Doe sangue: um gesto simples que salva vidas
Todo ano, no dia 14 de junho, o mundo celebra o Dia Mundial do Doador de Sangue. A data é uma oportunidade para lembrar algo que muitos esquecem no ritmo acelerado do cotidiano: o sangue humano não tem substituto. Não existe fábrica capaz de produzi-lo, nenhuma tecnologia que o replique com segurança. Quando alguém precisa de uma transfusão, seja em uma cirurgia de emergência, num tratamento oncológico ou após um acidente grave, a única fonte possível é outro ser humano.
Os números nacionais ajudam a dimensionar a necessidade. Em 2024, o Brasil registrou 3.310.025 bolsas de sangue coletadas, ao mesmo tempo em que foram realizadas 3.178.138 transfusões, um crescimento de 2,9% em relação ao ano anterior, segundo o Ministério da Saúde. A demanda cresce, e a oferta precisa acompanhar. A meta da Organização Mundial da Saúde é que 3% da população de cada país seja doadora regular de sangue. O Brasil, em 2024, ficou em 1,6%, dentro do patamar mínimo aceito pela OMS, mas ainda distante do ideal. Ou seja, há margem enorme para que mais brasileiros façam a diferença.

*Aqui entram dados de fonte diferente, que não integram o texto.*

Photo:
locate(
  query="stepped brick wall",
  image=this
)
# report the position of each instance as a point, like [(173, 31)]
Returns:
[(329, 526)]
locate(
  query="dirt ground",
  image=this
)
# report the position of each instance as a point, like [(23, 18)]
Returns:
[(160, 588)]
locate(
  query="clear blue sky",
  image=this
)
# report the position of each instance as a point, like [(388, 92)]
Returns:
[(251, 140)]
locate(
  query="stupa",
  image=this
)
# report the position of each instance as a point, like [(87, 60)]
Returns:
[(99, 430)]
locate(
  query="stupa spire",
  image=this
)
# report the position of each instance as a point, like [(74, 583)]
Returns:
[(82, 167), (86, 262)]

Vargem Grande do Sul não conta com um hemocentro próprio. Quando há necessidade, o município depende de centros maiores e mais distantes para suprir a demanda, o que torna o processo mais lento e sujeito à escassez. Pior: há anos a cidade não sedia campanhas de coleta promovidas pelo Hemonúcleo da Unicamp, unidade responsável pelo atendimento da região. O resultado é que muitos moradores dispostos a ajudar simplesmente não encontram onde ou quando fazê-lo.

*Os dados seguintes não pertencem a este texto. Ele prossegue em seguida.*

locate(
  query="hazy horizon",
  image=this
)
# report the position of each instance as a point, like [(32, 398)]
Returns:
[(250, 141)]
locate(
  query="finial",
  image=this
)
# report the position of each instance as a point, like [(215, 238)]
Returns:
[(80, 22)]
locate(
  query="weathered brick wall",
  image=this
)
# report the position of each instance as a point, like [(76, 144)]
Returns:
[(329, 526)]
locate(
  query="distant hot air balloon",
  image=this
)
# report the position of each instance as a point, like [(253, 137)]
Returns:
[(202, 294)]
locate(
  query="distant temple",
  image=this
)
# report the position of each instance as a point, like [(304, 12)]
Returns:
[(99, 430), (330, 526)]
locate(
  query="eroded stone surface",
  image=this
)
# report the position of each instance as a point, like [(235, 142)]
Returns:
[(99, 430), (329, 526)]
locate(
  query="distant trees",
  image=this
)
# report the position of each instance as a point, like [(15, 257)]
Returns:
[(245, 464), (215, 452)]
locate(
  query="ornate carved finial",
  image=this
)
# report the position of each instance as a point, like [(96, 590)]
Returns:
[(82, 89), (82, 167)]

Doar sangue é seguro, rápido e não prejudica a saúde de quem doa. O organismo repõe o volume em poucas horas, e os critérios de aptidão existem exatamente para proteger o doador. Uma única doação pode beneficiar até quatro pessoas. É difícil pensar em gesto mais simples com impacto tão concreto.

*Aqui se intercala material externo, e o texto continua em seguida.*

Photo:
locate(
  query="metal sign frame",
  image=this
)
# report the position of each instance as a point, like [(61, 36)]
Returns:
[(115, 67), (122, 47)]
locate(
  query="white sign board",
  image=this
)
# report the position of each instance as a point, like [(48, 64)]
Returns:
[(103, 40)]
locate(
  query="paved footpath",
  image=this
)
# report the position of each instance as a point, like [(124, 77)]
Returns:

Por isso, quem tem condições, busque o hemonúcleo mais próximo e realize o cadastro. E a prefeitura também pode colaborar, estudando a possibilidade de retomar, em parceria com a Unicamp, as campanhas de coleta em Vargem Grande do Sul. Trazer o hemonúcleo até o cidadão é uma iniciativa de saúde pública de baixo custo e alto retorno.